Le gouvernement islamo-conservateur turc a fermement condamné le sanglant attentat, tout en mettant en garde contre le péril de l’islamophobie.

« Nous condamnons avec la plus grande fermeté le terrorisme. Nous sommes contre toute forme de terrorisme, peu importe d’où il vient et ses mobiles », a déclaré le ministre des Affaires étrangères Mevlüt Cavusoglu devant les journalistes à Ankara.

Cavusoglu a en outre rejeté tout lien entre l’islam, qu’il a qualifié de « religion de paix », et la violence.

« Ce n’est pas une approche correcte d’associer l’islam au terrorisme (…) il y a aussi des attaques terroristes commises par des fidèles d’autres religions », a-t-il souligné.

Comme le président turc Recep Tayyip Erdogan, le ministre des Affaires étrangères a déploré la montée en Europe du « racisme », de la « xénophobie et de l' »islamophobie », exhortant à une lutte unifiée contre ces fléaux.

La Ligue arabe et Al-Azhar, principale autorité de l’islam sunnite, ont condamné mercredi l’attentat « terroriste ».

L’université Al-Azhar a déploré une attaque « criminelle », soulignant que « l’islam dénonce toute violence », tandis que l’institution panarabe, également basée au Caire, a condanné « avec force cette attaque terroriste ».

Sécurité renforcée autour du journal danois qui avait caricaturé Mahomet

La sécurité a été renforcée mercredi autour du journal danois qui avait choqué avec des caricatures de Mahomet, à la suite de la sanglante attaque ayant visé l’hebdomadaire français Charlie Hebdo, selon un mémo interne publié dans la presse.

Le Jyllands-Posten a informé ses salariés que les mesures pour les protéger allaient être renforcées, d’une manière qui n’a pas été précisée, dans ce document publié par un autre quotidien, Berlingske.

« La surveillance et le niveau de sécurité dans et autour de nos bureaux à Copenhague et Viby [la ville où le journal a son siège] ont été accrus », lit-on dans ce texte.

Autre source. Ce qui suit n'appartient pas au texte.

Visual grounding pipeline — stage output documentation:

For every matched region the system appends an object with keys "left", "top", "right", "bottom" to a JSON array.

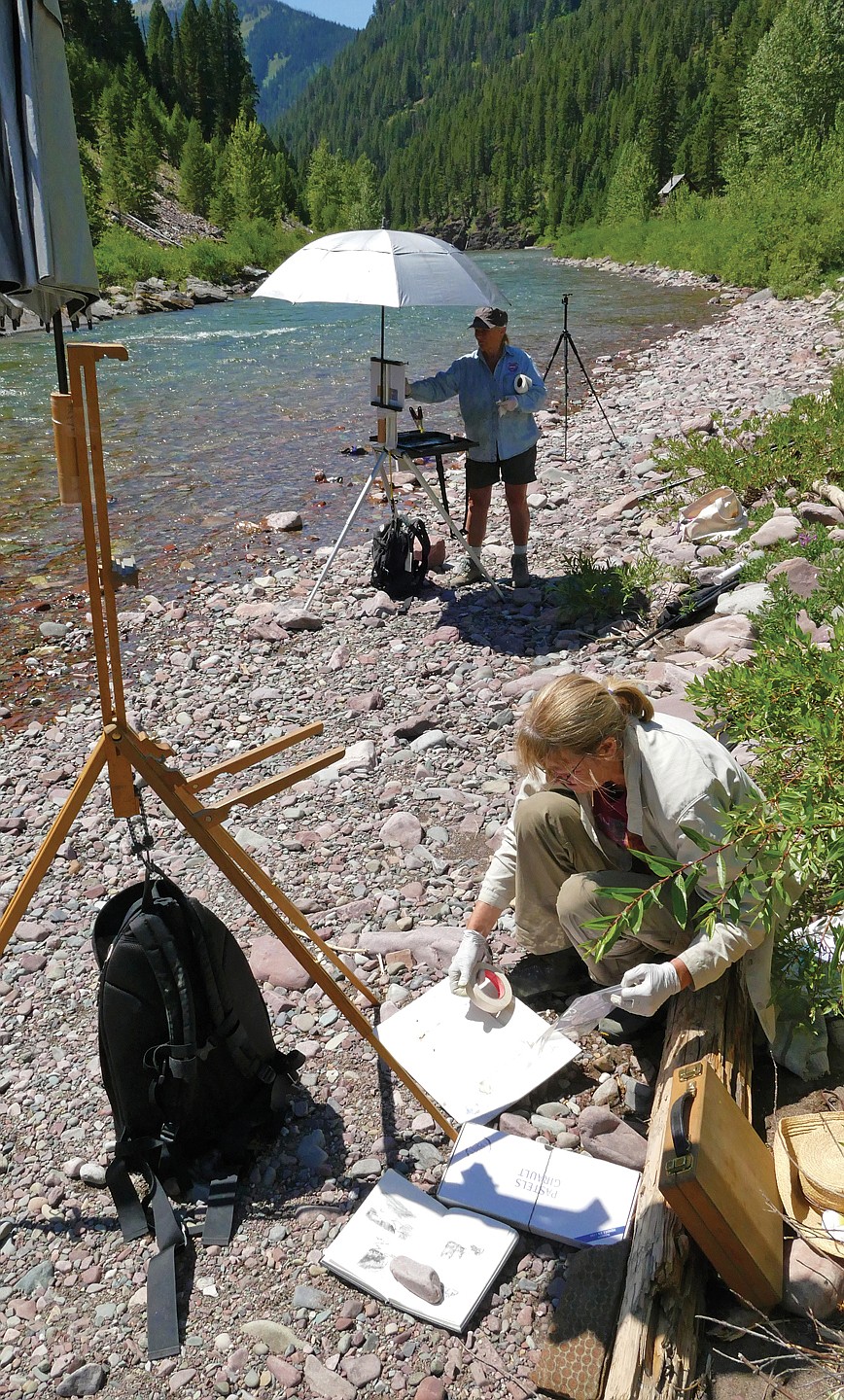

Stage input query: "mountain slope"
[
  {"left": 134, "top": 0, "right": 359, "bottom": 131},
  {"left": 283, "top": 0, "right": 783, "bottom": 229}
]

« Nous suivons de près la situation du fait de l’attaque contre Charlie Hebdo aujourd’hui » (mercredi) qui a fait 12 morts, ajoute la direction du journal.

Interrogée par l’AFP, une porte-parole du Jyllands-Posten, Christine Blach, a refusé de faire le moindre commentaire.

Le Jyllands-Posten s’était rendu célèbre dans le monde entier en publiant 12 caricatures du prophète de l’islam en septembre 2005, provoquant de violentes manifestations dans plusieurs pays musulmans. Ces dessins avaient été reproduits par Charlie Hebdo quelques mois plus tard.

Kurt Westergaard, l’auteur des caricatures les plus controversées, avait échappé à une tentative d’assassinat à son domicile en 2010.

Mercredi sur la radio publique DR, il s’est dit choqué par une attaque « effrayante et horrible », rappelant que lui-même bénéficiait d’une protection policière qui lui permet de « vivre tranquillement et en toute confiance ».

Les services de sécurité danois, PET, ont dit maintenir leur niveau de vigilance contre les actes terroristes.

« Pour le moment, la situation ne justifie pas de modifications dans l’évaluation de la menace terroriste contre le Danemark, qui reste sérieuse », ont-ils souligné dans un communiqué.